Het hoofdstuk ‘Genre’ beschrijft de geschiedenis van ‘Genre Criticism’ en geeft de problemen rond genredefinities weer. Er is daarbij ruimte voor de hoofdonderwerpen zoals Western, melodrama, gangster/crime films, film noir en musical en daarbij per genre voor deelonderwerpen als bijvoorbeeld ‘Gender and sexuality in the western’, ‘Sex and class in melodrama’, ‘Industry and aesthetics’, of bijvoorbeeld nog bij horror zaken als psycho-sociologische verklaringen’ of zelfs het feminisme en de horror film.
‘Authorship and Cinema’ gaat voor de discussie rond het auteurschap uit van de gedachte dat deze is opgestart in de jaren 1950 rond de ‘politique des auteurs’, zoals in die tijd uiteengezet in diverse afleveringen van het Franse periodiek ‘Cahiers du Cinéma. Daarbij spelen naast de algemene vereisten aan een (wettelijk) auteurschap ook de specifieke omstandigheden rond film een rol: wordt deze gezien als een kunstvorm, of als een commercieel product. Dat auteurschap wordt met name beoordeeld vanuit de Noord-Amerikaanse, de Britse en de Franse situatie; maar ook met enige ruimte voor de Sovjet-cinema.
Terwijl de auteur of bijvoorbeeld de technologie externe factoren zijn, bekijkt het hoofdstuk ‘History of Narrative Codes’ de film van binnenin. Uitgangspunt daarbij is de gedachte dat de manieren, waarop het verhaal van een film kunnen worden verteld, in de eerste 20 à 25 jaar van het medium (vanaf circa 1895) vrij experimenteel waren, terwijl er vanaf circa 1920 een duidelijker lijn ontstond in de wijze van vertelling. Daarbij is onder andere aandacht voor de manier, waarop de ‘shots’ zijn georganiseerd, voor de karakterisatie van de hoofdpersonen, voor het klassieke narratieve systeem met bijbehorende codes vanaf 1930-1935, voor de alternatieve systemen en voor ‘counter-cinema’. Die laatste wordt daarbij omschreven als een vorm van verzet tegen de dominante cinema; een verzet dat vaak zowel qua vorm als inhoud afwijkt.

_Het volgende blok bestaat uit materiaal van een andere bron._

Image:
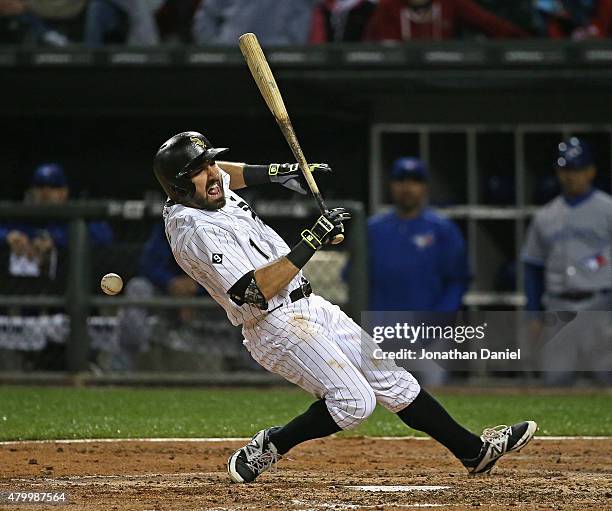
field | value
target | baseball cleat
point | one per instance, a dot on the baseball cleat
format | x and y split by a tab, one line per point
254	458
498	441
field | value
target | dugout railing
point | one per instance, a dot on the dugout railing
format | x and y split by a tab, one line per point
81	308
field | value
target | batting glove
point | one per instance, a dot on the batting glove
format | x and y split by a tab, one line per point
290	176
326	228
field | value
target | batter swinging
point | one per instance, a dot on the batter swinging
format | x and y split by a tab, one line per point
251	272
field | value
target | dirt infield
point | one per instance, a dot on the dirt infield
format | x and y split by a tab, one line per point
551	474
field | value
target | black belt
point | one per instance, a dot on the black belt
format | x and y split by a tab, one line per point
577	296
304	291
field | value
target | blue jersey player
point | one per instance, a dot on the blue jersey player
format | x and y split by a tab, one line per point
417	257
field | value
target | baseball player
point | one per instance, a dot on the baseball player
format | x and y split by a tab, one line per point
567	257
251	272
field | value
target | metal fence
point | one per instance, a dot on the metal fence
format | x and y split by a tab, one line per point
54	317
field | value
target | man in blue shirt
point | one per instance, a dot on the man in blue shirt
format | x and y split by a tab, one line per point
33	247
417	258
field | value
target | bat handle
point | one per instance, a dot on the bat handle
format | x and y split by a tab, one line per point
338	238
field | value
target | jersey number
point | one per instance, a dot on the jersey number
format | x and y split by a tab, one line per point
245	207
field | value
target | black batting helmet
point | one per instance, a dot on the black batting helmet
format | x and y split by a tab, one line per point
179	159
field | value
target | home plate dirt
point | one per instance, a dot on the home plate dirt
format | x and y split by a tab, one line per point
123	476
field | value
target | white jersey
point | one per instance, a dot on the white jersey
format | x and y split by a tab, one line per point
216	248
309	341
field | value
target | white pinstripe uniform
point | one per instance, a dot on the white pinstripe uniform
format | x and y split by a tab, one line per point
309	342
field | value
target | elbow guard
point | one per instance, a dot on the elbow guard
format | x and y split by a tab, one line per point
246	290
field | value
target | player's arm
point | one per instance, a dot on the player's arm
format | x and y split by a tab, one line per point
288	175
257	287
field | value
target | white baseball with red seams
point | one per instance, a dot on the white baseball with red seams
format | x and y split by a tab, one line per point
111	284
309	342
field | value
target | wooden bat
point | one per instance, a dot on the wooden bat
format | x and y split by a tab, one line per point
256	60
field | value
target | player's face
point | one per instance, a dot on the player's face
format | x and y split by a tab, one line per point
408	195
49	194
209	187
576	182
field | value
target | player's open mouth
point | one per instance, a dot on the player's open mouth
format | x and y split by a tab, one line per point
214	191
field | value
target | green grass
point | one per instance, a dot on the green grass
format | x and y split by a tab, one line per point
51	413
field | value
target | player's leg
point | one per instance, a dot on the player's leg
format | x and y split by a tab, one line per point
398	391
302	352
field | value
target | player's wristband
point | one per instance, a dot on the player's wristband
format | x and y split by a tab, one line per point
256	175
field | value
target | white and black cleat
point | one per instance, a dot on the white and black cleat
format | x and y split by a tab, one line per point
254	458
498	441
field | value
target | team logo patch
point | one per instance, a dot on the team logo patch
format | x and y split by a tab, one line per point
198	141
424	240
594	263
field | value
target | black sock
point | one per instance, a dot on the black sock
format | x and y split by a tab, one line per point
427	415
316	422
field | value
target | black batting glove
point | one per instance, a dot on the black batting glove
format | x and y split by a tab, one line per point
326	228
290	176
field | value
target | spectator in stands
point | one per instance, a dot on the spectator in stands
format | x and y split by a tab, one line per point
33	247
222	22
404	20
157	264
175	19
130	22
340	20
578	19
21	23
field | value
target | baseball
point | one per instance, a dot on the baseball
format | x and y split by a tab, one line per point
111	283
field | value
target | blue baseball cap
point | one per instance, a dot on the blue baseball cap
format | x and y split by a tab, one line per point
49	174
409	168
574	154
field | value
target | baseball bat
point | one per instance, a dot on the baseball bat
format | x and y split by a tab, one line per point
262	74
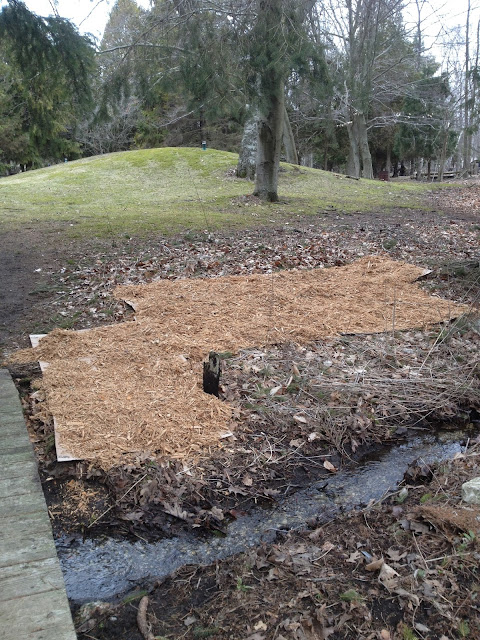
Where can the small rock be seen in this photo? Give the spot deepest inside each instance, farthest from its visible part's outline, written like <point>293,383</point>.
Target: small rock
<point>471,491</point>
<point>92,609</point>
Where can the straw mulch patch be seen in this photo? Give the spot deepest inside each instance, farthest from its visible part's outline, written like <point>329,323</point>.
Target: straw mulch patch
<point>120,390</point>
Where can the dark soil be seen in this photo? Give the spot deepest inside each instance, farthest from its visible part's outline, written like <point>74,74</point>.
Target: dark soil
<point>312,584</point>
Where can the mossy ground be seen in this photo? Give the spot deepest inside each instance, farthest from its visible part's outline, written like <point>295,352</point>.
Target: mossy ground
<point>173,189</point>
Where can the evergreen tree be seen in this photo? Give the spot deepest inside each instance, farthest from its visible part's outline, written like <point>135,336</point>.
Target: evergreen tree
<point>51,64</point>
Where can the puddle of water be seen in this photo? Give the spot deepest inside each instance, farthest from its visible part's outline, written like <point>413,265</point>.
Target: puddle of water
<point>105,570</point>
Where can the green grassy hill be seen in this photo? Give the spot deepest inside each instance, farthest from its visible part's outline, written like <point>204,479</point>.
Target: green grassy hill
<point>173,189</point>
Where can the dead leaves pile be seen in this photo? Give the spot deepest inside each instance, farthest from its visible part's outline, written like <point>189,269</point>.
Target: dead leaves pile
<point>387,573</point>
<point>83,295</point>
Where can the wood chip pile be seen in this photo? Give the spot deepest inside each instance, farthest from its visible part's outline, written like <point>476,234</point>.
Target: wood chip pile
<point>124,389</point>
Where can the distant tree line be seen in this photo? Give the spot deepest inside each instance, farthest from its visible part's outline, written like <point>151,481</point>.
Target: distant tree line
<point>343,85</point>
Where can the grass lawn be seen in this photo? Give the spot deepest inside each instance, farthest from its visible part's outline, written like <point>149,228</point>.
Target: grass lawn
<point>170,190</point>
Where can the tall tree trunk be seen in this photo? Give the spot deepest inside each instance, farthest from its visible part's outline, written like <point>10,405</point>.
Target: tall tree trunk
<point>466,113</point>
<point>269,139</point>
<point>247,159</point>
<point>361,127</point>
<point>353,161</point>
<point>443,154</point>
<point>289,140</point>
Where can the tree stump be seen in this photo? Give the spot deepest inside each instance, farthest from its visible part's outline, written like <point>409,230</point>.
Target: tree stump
<point>211,374</point>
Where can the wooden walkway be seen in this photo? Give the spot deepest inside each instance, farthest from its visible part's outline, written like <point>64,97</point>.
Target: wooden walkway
<point>33,602</point>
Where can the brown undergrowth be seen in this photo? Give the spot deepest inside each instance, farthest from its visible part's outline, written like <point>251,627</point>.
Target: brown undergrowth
<point>406,568</point>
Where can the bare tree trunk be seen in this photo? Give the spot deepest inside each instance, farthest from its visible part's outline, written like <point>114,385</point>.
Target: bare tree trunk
<point>289,140</point>
<point>353,162</point>
<point>443,155</point>
<point>269,140</point>
<point>361,128</point>
<point>466,115</point>
<point>247,158</point>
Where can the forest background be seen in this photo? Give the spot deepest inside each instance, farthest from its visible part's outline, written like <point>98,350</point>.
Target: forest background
<point>347,85</point>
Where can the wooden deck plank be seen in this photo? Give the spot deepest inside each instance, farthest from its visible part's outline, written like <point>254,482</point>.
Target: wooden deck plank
<point>31,614</point>
<point>30,578</point>
<point>33,602</point>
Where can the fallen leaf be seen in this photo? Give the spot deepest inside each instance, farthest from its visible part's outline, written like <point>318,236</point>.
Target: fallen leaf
<point>227,434</point>
<point>354,557</point>
<point>421,627</point>
<point>217,513</point>
<point>410,596</point>
<point>175,510</point>
<point>375,565</point>
<point>260,626</point>
<point>395,555</point>
<point>388,577</point>
<point>296,443</point>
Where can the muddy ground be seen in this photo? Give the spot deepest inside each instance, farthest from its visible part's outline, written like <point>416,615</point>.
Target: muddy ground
<point>314,584</point>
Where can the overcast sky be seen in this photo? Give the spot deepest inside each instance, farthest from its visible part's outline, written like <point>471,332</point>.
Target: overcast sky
<point>89,15</point>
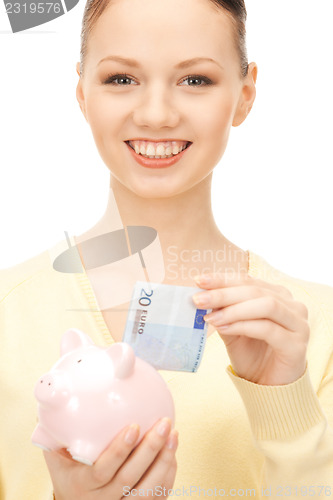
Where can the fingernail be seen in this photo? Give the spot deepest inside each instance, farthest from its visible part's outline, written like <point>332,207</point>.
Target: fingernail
<point>163,428</point>
<point>172,441</point>
<point>202,279</point>
<point>201,299</point>
<point>132,434</point>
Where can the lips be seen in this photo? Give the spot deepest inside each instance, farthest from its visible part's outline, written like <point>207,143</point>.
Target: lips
<point>129,142</point>
<point>156,163</point>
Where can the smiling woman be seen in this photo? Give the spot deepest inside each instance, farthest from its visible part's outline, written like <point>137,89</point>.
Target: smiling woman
<point>160,96</point>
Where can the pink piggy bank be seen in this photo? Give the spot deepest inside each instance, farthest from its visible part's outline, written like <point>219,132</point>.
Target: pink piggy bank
<point>91,393</point>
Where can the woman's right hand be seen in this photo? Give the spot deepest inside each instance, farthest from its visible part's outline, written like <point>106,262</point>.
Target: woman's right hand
<point>120,468</point>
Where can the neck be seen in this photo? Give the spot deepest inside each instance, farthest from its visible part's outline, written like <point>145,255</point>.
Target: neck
<point>189,237</point>
<point>185,220</point>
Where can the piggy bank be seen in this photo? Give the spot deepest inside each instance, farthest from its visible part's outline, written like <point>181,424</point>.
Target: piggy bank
<point>91,393</point>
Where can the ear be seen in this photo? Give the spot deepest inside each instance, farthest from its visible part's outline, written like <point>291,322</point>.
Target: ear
<point>123,359</point>
<point>248,95</point>
<point>79,92</point>
<point>73,339</point>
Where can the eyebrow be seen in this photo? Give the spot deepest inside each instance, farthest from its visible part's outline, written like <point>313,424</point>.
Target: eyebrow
<point>181,65</point>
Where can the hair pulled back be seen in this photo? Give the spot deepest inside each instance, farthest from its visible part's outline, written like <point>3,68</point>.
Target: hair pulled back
<point>236,8</point>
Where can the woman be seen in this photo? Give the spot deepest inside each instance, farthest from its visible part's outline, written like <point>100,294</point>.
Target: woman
<point>157,77</point>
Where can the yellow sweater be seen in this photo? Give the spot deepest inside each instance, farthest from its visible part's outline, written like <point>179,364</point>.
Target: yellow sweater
<point>234,436</point>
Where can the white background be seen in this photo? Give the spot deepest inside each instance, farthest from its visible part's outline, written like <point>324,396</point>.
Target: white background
<point>272,190</point>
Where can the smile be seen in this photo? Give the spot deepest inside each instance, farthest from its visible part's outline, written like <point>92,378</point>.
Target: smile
<point>174,150</point>
<point>150,149</point>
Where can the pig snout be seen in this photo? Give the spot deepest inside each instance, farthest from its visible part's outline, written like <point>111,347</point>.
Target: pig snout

‘Film Narrative and the Structuralist Controversy’ begint met de constatering dat de definitie van het begrip ‘Structuralisme’ al lastig en controversieel is. Heel globaal omschreven komt het erop neer dat een object niet op zichzelf kan worden uitgelegd, maar slechts kan worden begrepen als onderdeel van het complete sociale systeem, waarvan het deel uitmaakt. Een kunstwerk als een film, leidt zijn betekenis daarmee af van de cultuur waarbinnen die film is geproduceerd. Het wordt hier in dit boek gezien als een uitvloeisel van Franse ideologieën uit de jaren 1960, die in die periode zijn overgewaaid naar de filmindustrie van andere landen. De invloed van dit onderwerp op de filmtheorie, wordt in dit hoofdstuk uitgewerkt aan de hand van een aantal invloedrijke personen en toegelicht met een aantal films en beelden daaruit.
De appendix ‘Extract Information’ geeft van een reeks films de basisgegevens, inclusief synopsis. De appendix ‘Extract Category Listings’ geeft, in lijn bij het boek, bij een bepaald onderwerp een aantal films aan die met dat onderwerp in verband kunnen worden gebracht.
Na 1985 zijn nog een aantal edities uitgebracht van dit boek, met ruimte voor later uitgekomen films.
Het boek is uitstekend geschikt voor wie geïnteresseerd is in filmgeschiedenis en filmtheorie en daarbij ook een vraagbaak en naslagwerk door alle films die de revue passeren.
De intrigerende ‘cover still’ is overigens een afbeelding van de actrice Mae Marsh uit de film ‘Intolerance’ uit 1916 van D.W. Griffith.